The execution environment used looks as follows:
- OS: Linux Mint 17.3 64-bit
- CPU: Intel Core i5-750 2.67 GHz (4 cores)
- RAM: 16GB
- Disk: Samsung SSD 850 EVO 250GB
- Java: Java HotSpot JDK 8u161, 64-bit
- Storage: GraphDB Free 8.4.1
Performance
Performance results were collected from 3 separate runs of the benchmark application. Each run consisted of 20 warm-up rounds and 100 measured rounds.
Memory
Memory utilization was measured by a dedicated runner, which executed a combination of Create, Retrieve all and Delete for a specified period of time.
Results were collected by instructing JVM to output garbage collection info using the -XX:+PrintGCDetails
flag. GCViewer was then used to analyze the results.
The following setup was used in the evaluation:
- Runtime: 4 hours,
- Heap size: 40 MB,
- Default garbage collector settings.
Results
0.0.6 - 2018-11-16 (current version)
Libraries used:
- AliBaba 2.1
- Empire 1.0
- JOPA 0.10.7
- KOMMA 1.3.3-SNAPSHOT
- RDFBeans 2.2
Performance
ZIP file with raw execution results is available - performance-data.zip.
It contains performance data for each operation, each provider and each heap size. In addition, it contains consolidated CSV files suitable for processing in R.
The following plots illustrate the performance results.
Memory
Raw output of the JVM is available in memory-data.zip.
The following table sums up the results in terms of the number of young generation garbage collection events (YGC), full garbage collection events (FGC), accumulated garbage collection pause time (GCT) and application throughput.
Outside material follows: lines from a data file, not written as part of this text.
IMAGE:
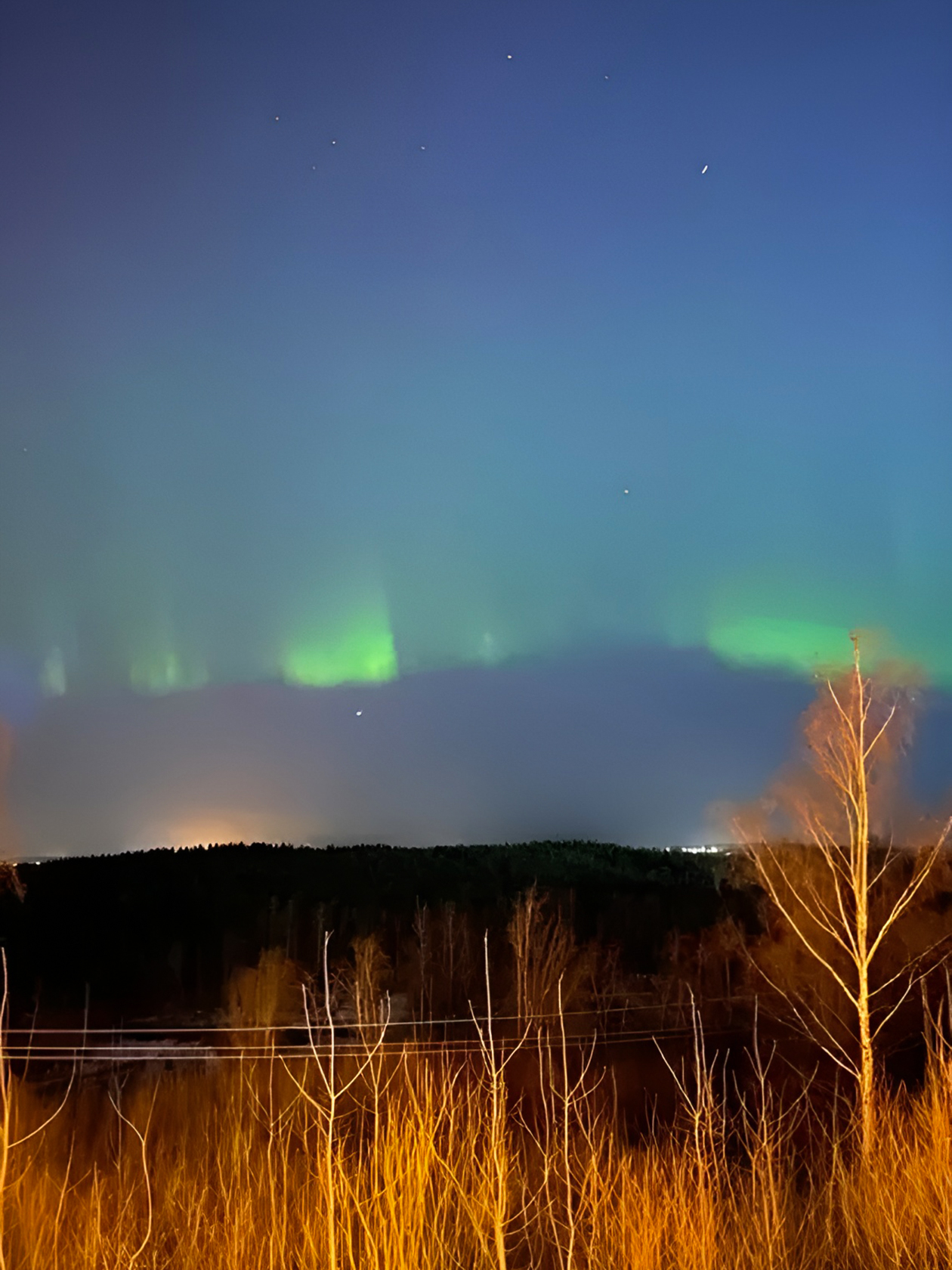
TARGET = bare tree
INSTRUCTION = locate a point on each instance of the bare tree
(843, 892)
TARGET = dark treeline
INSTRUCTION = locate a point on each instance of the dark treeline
(164, 932)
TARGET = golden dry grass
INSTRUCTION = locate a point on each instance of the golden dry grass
(229, 1170)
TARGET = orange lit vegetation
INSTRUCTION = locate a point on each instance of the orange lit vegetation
(847, 896)
(363, 1152)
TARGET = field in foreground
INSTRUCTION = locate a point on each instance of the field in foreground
(380, 1156)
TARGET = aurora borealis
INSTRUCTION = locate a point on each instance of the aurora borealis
(354, 345)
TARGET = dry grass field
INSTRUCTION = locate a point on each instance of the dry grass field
(395, 1156)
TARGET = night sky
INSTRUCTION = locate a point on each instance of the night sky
(554, 384)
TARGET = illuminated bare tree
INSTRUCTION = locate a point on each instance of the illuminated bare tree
(843, 892)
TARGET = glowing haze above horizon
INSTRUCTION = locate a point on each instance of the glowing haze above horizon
(423, 353)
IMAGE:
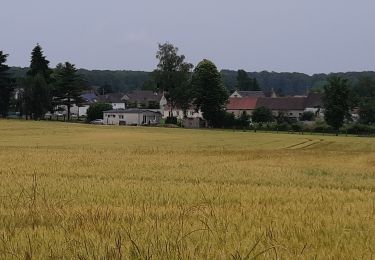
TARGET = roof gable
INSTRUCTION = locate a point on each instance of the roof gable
(283, 103)
(245, 103)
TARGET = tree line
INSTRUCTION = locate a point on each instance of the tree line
(202, 87)
(284, 83)
(42, 89)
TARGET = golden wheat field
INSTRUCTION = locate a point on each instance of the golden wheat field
(96, 192)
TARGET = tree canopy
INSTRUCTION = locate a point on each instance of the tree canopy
(69, 86)
(37, 91)
(245, 83)
(6, 86)
(262, 115)
(95, 111)
(337, 102)
(208, 91)
(173, 76)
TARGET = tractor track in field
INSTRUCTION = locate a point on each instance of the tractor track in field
(308, 143)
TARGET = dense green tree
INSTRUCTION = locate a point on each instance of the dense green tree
(37, 96)
(245, 83)
(37, 89)
(39, 64)
(262, 115)
(307, 116)
(68, 87)
(105, 89)
(173, 76)
(244, 119)
(6, 85)
(337, 102)
(208, 92)
(365, 97)
(96, 110)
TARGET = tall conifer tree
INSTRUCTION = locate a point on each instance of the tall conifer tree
(6, 86)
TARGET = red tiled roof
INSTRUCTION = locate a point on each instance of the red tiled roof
(282, 103)
(245, 103)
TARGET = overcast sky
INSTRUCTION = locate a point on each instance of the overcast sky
(308, 36)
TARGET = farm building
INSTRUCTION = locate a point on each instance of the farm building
(292, 107)
(239, 105)
(134, 116)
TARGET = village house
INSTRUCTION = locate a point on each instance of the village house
(238, 106)
(167, 111)
(133, 116)
(242, 94)
(314, 103)
(117, 100)
(292, 107)
(145, 99)
(81, 110)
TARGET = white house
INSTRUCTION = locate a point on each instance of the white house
(134, 116)
(117, 100)
(167, 111)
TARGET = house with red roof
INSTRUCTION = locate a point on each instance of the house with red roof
(292, 107)
(237, 105)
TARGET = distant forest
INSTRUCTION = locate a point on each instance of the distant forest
(284, 83)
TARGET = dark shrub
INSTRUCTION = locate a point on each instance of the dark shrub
(171, 120)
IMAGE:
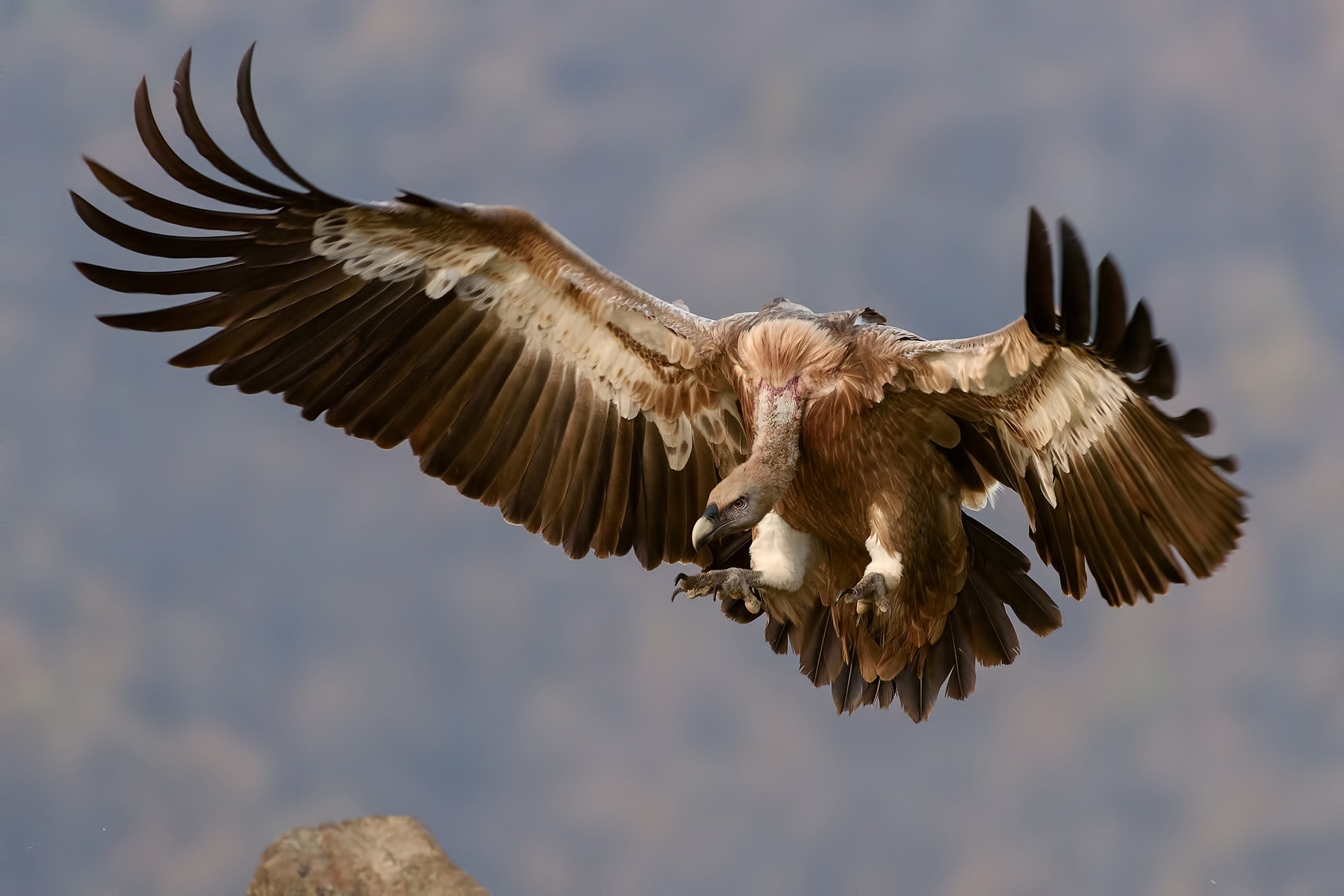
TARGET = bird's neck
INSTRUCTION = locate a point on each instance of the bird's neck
(778, 426)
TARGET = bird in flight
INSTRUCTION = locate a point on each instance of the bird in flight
(819, 468)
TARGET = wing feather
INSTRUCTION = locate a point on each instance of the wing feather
(1057, 413)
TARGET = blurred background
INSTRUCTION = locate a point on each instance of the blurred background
(218, 621)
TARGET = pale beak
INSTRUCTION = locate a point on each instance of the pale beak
(705, 527)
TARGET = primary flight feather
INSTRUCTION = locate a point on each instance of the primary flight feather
(819, 468)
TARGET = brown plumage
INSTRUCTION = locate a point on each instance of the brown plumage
(819, 468)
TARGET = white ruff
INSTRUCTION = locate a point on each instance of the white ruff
(781, 554)
(886, 564)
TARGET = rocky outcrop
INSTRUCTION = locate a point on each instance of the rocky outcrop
(372, 856)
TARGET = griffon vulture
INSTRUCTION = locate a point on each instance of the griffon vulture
(819, 468)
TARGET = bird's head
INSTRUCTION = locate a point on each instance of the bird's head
(736, 504)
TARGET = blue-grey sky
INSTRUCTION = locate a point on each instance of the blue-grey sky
(218, 621)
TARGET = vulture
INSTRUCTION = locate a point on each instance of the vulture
(820, 469)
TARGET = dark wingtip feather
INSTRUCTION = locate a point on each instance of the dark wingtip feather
(1074, 285)
(1195, 422)
(1160, 381)
(417, 199)
(1041, 279)
(1112, 309)
(248, 106)
(1136, 351)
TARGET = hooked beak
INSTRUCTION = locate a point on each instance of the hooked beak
(706, 527)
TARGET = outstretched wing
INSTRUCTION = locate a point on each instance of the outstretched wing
(1051, 409)
(522, 371)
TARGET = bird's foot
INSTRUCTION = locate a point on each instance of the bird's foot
(869, 594)
(722, 583)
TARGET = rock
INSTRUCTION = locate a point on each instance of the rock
(374, 856)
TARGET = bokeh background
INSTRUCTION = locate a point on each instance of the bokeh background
(218, 621)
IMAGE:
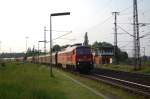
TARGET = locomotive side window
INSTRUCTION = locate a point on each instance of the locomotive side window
(83, 51)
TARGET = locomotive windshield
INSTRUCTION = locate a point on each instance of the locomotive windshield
(83, 51)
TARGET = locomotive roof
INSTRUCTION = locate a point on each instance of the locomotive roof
(71, 48)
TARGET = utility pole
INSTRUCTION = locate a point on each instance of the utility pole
(0, 45)
(136, 39)
(115, 38)
(45, 39)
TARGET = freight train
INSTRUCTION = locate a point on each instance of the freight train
(77, 58)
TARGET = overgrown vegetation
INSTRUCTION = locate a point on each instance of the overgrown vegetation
(30, 81)
(128, 68)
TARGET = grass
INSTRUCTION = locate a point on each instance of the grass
(108, 90)
(30, 81)
(128, 68)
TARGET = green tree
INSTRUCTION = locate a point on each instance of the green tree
(86, 41)
(56, 48)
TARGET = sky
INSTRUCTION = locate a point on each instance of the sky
(26, 18)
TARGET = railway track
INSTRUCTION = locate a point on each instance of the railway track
(127, 85)
(132, 77)
(131, 85)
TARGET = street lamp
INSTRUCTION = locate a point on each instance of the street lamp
(26, 42)
(39, 50)
(54, 14)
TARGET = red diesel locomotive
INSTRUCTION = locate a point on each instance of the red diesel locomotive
(76, 57)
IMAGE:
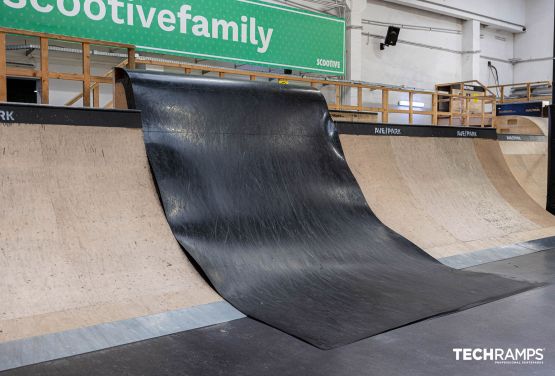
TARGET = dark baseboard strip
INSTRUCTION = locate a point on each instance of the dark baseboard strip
(13, 113)
(368, 129)
(521, 137)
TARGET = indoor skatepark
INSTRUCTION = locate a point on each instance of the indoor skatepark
(222, 222)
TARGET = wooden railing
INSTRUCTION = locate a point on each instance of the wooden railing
(467, 107)
(45, 74)
(501, 91)
(337, 91)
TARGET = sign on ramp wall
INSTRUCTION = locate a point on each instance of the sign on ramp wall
(240, 31)
(267, 206)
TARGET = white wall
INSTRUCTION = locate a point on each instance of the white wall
(536, 43)
(505, 10)
(405, 64)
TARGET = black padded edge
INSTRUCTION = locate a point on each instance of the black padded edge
(12, 113)
(414, 130)
(521, 137)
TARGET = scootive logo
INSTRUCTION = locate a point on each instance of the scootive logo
(513, 138)
(328, 63)
(388, 131)
(7, 116)
(467, 134)
(515, 356)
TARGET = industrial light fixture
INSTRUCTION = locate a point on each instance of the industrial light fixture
(391, 37)
(414, 104)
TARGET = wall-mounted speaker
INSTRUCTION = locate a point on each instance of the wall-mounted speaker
(391, 38)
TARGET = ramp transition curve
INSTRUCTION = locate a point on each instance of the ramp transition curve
(256, 189)
(84, 240)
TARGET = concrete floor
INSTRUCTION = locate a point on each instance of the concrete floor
(247, 347)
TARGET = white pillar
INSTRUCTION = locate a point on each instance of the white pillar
(354, 46)
(471, 45)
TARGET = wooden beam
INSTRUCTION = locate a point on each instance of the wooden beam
(65, 76)
(131, 58)
(3, 75)
(411, 108)
(86, 75)
(434, 109)
(44, 80)
(385, 106)
(96, 96)
(64, 38)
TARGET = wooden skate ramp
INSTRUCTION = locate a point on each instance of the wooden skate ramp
(448, 195)
(264, 202)
(527, 156)
(83, 236)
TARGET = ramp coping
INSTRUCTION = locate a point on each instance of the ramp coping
(24, 352)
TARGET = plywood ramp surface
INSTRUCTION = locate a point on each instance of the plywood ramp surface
(528, 159)
(448, 195)
(83, 236)
(522, 125)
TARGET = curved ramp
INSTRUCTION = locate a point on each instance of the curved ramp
(527, 156)
(450, 196)
(257, 191)
(84, 240)
(528, 125)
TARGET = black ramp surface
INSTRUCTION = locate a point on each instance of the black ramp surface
(256, 189)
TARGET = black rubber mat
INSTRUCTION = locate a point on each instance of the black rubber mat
(256, 189)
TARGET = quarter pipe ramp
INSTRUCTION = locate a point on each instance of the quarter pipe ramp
(448, 195)
(256, 189)
(525, 150)
(83, 236)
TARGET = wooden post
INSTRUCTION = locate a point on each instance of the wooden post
(3, 77)
(434, 108)
(451, 101)
(86, 75)
(96, 95)
(467, 109)
(411, 108)
(385, 106)
(44, 79)
(483, 106)
(493, 113)
(131, 58)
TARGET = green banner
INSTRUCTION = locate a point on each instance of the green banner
(241, 31)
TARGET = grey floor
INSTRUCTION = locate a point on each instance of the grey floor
(247, 347)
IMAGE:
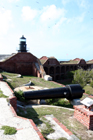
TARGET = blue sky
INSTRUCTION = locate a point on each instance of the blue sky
(59, 28)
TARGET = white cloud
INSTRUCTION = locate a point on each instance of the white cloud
(28, 13)
(52, 13)
(12, 1)
(5, 20)
(82, 3)
(64, 2)
(80, 18)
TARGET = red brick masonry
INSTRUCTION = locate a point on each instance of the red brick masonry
(63, 127)
(84, 116)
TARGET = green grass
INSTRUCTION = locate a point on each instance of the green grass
(65, 116)
(88, 89)
(2, 95)
(48, 129)
(9, 130)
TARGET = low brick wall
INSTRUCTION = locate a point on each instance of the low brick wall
(84, 116)
(1, 77)
(13, 102)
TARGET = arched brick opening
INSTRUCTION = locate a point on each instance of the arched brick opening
(67, 68)
(51, 70)
(57, 69)
(46, 70)
(57, 77)
(75, 67)
(63, 69)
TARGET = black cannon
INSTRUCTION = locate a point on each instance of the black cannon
(70, 92)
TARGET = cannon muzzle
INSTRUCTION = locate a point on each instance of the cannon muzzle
(69, 92)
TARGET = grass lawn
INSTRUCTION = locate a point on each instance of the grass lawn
(65, 116)
(16, 82)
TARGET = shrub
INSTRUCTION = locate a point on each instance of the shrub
(91, 84)
(9, 130)
(88, 92)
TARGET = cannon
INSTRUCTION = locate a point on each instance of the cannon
(70, 92)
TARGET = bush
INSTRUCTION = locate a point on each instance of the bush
(91, 84)
(88, 92)
(9, 130)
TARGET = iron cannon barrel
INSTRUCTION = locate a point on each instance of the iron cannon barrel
(70, 92)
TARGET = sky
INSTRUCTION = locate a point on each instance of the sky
(59, 28)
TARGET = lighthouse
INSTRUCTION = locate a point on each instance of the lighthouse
(22, 45)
Measure | AliBaba | Empire | JOPA | KOMMA | RDFBeans |
---|---|---|---|---|---|
YGC | 14 311 | 14 169 | 26 049 | 44 706 | 29 658 |
FGC | 11 685 | 13 320 | 2 586 | 98 | 51 |
GCT (s) | 496.98 | 1 326.58 | 147.78 | 65.36 | 40.4 |
Throughput (%) | 96.37 | 84.56 | 98.97 | 99.55 | 99.72 |
Older Versions
0.0.5 - 2018-06-04 (current version)
Libraries used:
- AliBaba 2.1
- Empire 1.0
- JOPA 0.9.5
- KOMMA 1.3.3-SNAPSHOT
- RDFBeans 2.2
Results: otm-benchmark-0.0.5.zip
References
- [1] Ledvinka, M.; Křemen, P., A comparison of object-triple mapping libraries, Semantic Web, 2019, 1-43. ISSN 2210-4968. doi: 10.3233/SW-190345.